Enviada em 04/06/2020

No filme “Preciosa”, a protagonista sofre com a maternidade precoce, concebida em um cenário de extrema vulnerabilidade social. Fora da ficção, no Brasil, muitas jovens de classe média e baixa enfrentam a difícil realidade de serem mães muito cedo. Isso se deve, sobretudo, a falta de informação e de um núcleo familiar estável, corroborando um agravante social e econômico. Desse modo, é necessário que a sociedade em geral, aliado ao Estado, atue de maneira engajada no sentido de evidenciar as causas e propor soluções adequadas à atual conjuntura.

É indubitável pontuar, inicialmente, que o acesso restrito a programas de educação sexual nas escolas, favorece a ocorrência de quadros de gravidez indesejada. Nesse contexto, destaca-se um estudo de 2019 da Fundação Abrinq, que comprovou que quase 30% das mães adolescentes, com até 19 anos, não concluíram o ensino fundamental. Evidenciando que o contato com conteúdos relacionados à prevenção de gravidez precoce normalmente, ministrados na escola, não ocorreu, de modo a favorecer essa situação. Como desdobramento, essas jovens terão condições limitadas de ascensão social. Posto que, a escolarização contínua é pré-requisito para diversas vagas de emprego, acarretando a um ciclo de perpetuação da pobreza, exclusão e desigualdade social.

Outrossim, é imprescindível ressaltar que a falta de suporte familiar predispõe meninas a sujeitar-se a relacionamentos abusivos, por medo de não conseguirem se manter financeiramente sozinhas ou de precisarem recorrer à prostituição.
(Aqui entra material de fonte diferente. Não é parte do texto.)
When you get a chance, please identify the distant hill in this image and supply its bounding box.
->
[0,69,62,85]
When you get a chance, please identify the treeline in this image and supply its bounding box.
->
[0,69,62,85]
Dessa forma, casam-se muito novas, enfrentando a difícil realidade de serem mães e esposas muito antes do que sonhavam, o que resulta na dependência financeira do companheiro. Destarte, o Brasil ocupa o quarto lugar no mundo em números absolutos de mulheres casadas antes dos 15 anos de idade, como pode comprovar uma pesquisa da UNICEF, realizada em 2011. Sob tal ótica, atividades de caráter preventivo e educativo tornam-se cada vez mais necessárias para combater essa difícil situação.

Portanto, medidas devem ser tomadas. Cabe às escolas oferecer o acesso aos adolescentes e jovens disciplinas voltadas para a educação sexual e para o planejamento familiar. Essa conquista pode ser viabilizada ao se pressionar o Ministério da Educação para inclusão na grade curricular de conteúdos relacionados à saúde, como ações que promovam os direitos, a autonomia e o empoderamento dos estudantes frente ao planejamento familiar. Com o fito de reduzir o índice de gravidez não planejadas. Desse modo, o Brasil não terá tantas jovens de até 19 anos enfrentando o mesmo problema que a protagonista do filme “Preciosa”.